E-cigarettes deliver the addictive drug nicotine in a vapour that is inhaled, without the damaging effects of real cigarettes.
Professor Peter Hajek, who led the study, said:
“This is the first trial to test the efficacy of modern e-cigarettes in helping smokers quit.
E-cigarettes were almost twice as effective as the ‘gold standard’ combination of nicotine replacement products.
Although a large number of smokers report that they have quit smoking successfully with the help of e-cigarettes, health professionals have been reluctant to recommend their use because of the lack of clear evidence from randomised controlled trials.
This is now likely to change.”
The UK study included 886 smokers who either received nicotine replacement therapy or e-cigarettes.
Not only were e-cigarettes almost twice as effective at getting people to quit, the results showed, they were also more popular.
E-cigarette users reported:
- Fewer cigarette cravings.
- Less irritability and inability to concentrate
- Less coughing and phlegm production after 52 weeks.

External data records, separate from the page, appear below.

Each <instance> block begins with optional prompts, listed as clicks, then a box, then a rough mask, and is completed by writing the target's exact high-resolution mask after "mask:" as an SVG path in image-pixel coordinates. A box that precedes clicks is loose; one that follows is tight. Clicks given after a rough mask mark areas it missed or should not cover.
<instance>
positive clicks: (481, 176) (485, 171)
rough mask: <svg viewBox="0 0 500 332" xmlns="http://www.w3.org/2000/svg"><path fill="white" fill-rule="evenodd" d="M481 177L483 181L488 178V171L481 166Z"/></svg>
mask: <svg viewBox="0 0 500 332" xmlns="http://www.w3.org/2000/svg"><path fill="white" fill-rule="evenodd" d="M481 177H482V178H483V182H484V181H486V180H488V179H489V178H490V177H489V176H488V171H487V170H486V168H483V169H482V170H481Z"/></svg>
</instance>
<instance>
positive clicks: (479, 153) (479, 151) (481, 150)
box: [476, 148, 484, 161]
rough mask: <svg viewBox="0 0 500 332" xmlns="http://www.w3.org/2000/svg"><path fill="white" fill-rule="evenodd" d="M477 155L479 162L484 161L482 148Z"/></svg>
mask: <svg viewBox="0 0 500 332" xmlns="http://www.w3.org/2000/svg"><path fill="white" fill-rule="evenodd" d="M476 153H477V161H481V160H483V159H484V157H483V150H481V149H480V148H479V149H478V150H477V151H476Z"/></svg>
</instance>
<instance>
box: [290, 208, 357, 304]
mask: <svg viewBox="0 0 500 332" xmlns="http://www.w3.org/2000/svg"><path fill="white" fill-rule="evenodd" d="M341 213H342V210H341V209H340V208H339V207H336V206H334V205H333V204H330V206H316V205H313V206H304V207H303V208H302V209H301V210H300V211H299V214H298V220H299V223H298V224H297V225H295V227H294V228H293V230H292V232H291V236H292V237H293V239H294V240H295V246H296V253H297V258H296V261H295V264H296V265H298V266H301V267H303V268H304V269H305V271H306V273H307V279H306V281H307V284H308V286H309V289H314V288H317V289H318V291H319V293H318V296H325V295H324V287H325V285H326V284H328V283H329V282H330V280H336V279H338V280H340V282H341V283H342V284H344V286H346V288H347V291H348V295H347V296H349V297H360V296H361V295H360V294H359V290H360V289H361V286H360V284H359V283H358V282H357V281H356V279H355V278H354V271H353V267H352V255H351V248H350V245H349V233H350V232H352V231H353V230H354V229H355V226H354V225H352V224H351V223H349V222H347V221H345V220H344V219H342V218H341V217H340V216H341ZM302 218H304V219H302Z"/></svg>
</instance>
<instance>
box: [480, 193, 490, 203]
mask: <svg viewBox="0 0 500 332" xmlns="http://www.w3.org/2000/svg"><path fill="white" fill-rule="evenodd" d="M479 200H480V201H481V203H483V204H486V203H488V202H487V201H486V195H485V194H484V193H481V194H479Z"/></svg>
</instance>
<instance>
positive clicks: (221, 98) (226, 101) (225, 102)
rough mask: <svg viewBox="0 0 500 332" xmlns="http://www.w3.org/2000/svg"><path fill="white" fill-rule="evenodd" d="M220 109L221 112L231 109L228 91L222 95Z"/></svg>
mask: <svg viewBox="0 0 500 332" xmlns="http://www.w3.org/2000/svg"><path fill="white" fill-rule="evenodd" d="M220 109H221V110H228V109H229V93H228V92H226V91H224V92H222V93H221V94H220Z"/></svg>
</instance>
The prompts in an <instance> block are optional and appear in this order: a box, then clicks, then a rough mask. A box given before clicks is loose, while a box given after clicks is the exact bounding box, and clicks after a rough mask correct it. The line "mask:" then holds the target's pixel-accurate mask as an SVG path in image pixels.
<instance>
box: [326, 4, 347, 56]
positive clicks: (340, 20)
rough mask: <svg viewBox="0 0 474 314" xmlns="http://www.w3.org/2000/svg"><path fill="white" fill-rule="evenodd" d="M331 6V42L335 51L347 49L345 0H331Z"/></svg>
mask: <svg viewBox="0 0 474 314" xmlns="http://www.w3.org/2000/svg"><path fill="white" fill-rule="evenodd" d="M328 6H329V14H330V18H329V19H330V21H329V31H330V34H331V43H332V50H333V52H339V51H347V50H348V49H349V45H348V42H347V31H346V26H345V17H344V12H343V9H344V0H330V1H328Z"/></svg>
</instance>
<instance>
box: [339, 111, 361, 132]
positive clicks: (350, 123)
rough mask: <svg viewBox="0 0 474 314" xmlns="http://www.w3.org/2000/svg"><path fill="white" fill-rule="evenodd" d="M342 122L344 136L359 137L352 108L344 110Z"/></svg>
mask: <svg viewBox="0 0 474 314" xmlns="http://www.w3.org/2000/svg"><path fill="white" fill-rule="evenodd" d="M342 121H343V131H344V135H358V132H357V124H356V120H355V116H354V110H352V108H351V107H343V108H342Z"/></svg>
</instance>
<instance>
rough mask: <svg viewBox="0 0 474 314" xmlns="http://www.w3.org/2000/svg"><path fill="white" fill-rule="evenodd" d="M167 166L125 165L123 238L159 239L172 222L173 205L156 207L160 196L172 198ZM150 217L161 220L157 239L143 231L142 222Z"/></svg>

Dr Dunja Przulj, study co-author, said:
“The UK specialist stop smoking services will now be more likely to include e-cigarettes among their treatment options, and health professionals will feel more comfortable in recommending e-cigarettes as a stop-smoking intervention.
This may ultimately further accelerate the reduction in smoking and in smoking related diseases.”
The study was published in the New England Journal of Medicine (Hajek et al., 2019).